(Bloomberg) -- For younger generations in the US, it’s difficult to imagine retiring.
Roughly 21% of Americans ages 22 to 34 said retirement is out of reach, or not part of their plan, in a recent TIAA Institute survey. And it’s not hard to see why.
Good entry-level jobs are getting harder to come by, student debt burdens are daunting and the cost of living is high. Videos on TikTok detail a so-called “silent recession,” or even a “silent depression,” as millions juggle increased costs on everything from auto insurance and food to rent and utilities. And when struggling with short-term financial pressures, focus on a far-off retirement goal can take a backseat.
“If you ask younger generations what financial actions they’ve taken over the past year, many made attempts to remove some debt and improve their credit score, and that comes at expense of saving for retirement,” said Surya Kolluri, head of the TIAA Institute.
The research organization’s report, released Thursday, detailed a downbeat attitude among many young Americans.
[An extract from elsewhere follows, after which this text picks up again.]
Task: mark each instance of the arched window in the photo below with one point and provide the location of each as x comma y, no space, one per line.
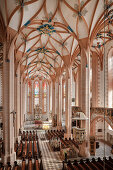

Almost two-thirds said they don’t believe they have access to the same opportunities as everyone else. Only 27% agreed that they live in a fair and just society.
One opportunity many young Americans don’t feel will be there for them is the ability to rely on Social Security. Fewer than half of younger generations considered income from Social Security as a way to fund retirement, compared with 64% of those surveyed who plan to retire, and 73% of retirees.
Younger generations instead plan to rely more heavily on retirement accounts such as 401(k)s. Many workers in the gig economy, however, lack access to 401(k)s, and instead fund IRAs. But while the IRS annual contribution limit for 401(k) contributions is $23,000 — and companies often match some part of that contribution — the IRA limit is far lower, at $7,000 for a traditional IRA.
While more than two out of five of all respondents cited being unable to save as the reason why they don’t plan to retire, 13% wanted to avoid boredom, 10% cited career enjoyment and 7% were concerned about feeling a lack of purpose.
The survey of 1,684 adults between the ages of 18 and 75 was fielded from May 19 to June 11 by Ipsos.